H. Effects of the Invention As described above, according to the present invention, the following effects can be obtained. That is, (1) the first and second power converters are connected in anti-parallel to configure the power converter, so that the current source inverter can be formed by simply switching the control method and controlling the on / off of the switch. It can also be driven as a voltage source inverter. Therefore, the secondary battery can be easily charged and discharged in the normal mode and completely discharged in the reverse charge / discharge mode.

(2) Since the main circuit can be commonly used, it is not necessary to provide both a device dedicated to the normal charge / discharge mode and a device dedicated to the reverse charge / discharge mode. Therefore, the device can be downsized and the cost can be reduced.

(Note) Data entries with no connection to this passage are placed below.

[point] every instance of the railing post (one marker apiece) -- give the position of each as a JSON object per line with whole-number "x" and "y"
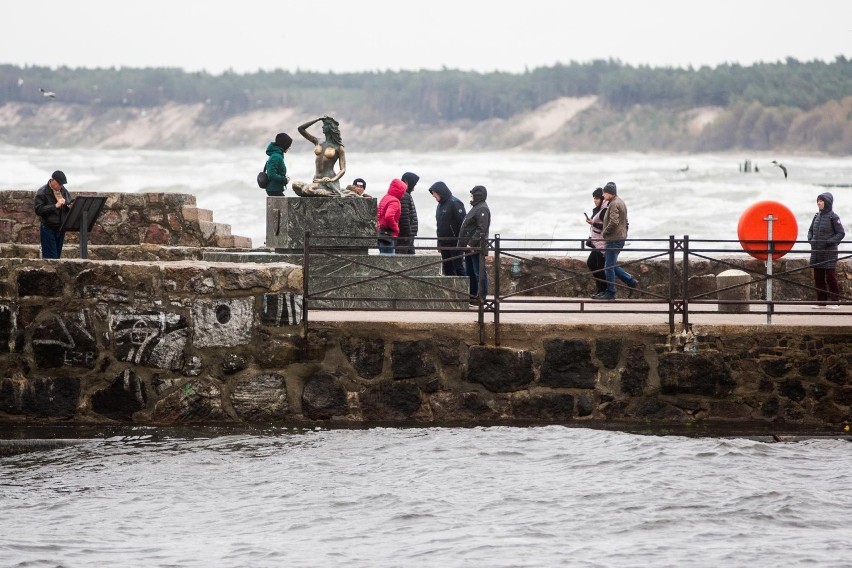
{"x": 497, "y": 289}
{"x": 671, "y": 282}
{"x": 480, "y": 296}
{"x": 306, "y": 267}
{"x": 685, "y": 292}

[Brief description of drawings]

FIG. 1 is a circuit diagram showing an embodiment of the present invention, FIG. 2 is a circuit diagram for realizing a conventional complete discharge method, and FIG.
FIG. 4 is a waveform diagram showing the operation pattern of the complete discharge method, FIG. 4 is a circuit diagram for explaining the principle of the conventional complete discharge method in the reverse charge mode, and FIG. 5 is an operation pattern of the complete discharge method of FIG. FIG. 6 is a waveform diagram showing FIG. 6, FIG. 6 is a conventional circuit diagram for realizing the complete discharge method of FIG. 4, and FIG. 7 is a circuit diagram showing an example of a conventional power converter. 1 ... Secondary battery, 20 ... DC reactor, 40 ... Electrolytic capacitor, 41, 42, 43 ... AC reactor,
51 ... 1st power converter, 52 ... 2nd power converter, 53 ... Switch, 61-66, 71-76 ... Gate turn-off thyristor.

Claims (1)

[Scope of utility model registration request] 1. A power converter for charging and discharging a secondary battery, comprising: a power converter comprising first and second power converters each having a bridge connection of self-arc-extinguishing semiconductor elements and connected in antiparallel. A series circuit that is connected between one DC terminal and the other DC terminal of the power conversion unit and that includes a switch and a capacitor, and an electric path that connects one DC terminal of the power conversion unit and the anode terminal of the secondary battery. With the inserted DC reactor, the power converter and the series circuit are operated as a voltage source inverter to charge and discharge the secondary battery, and the power converter and the series circuit are operated as a current source inverter. A power conversion device characterized by performing reverse charging and reverse discharging of the secondary battery.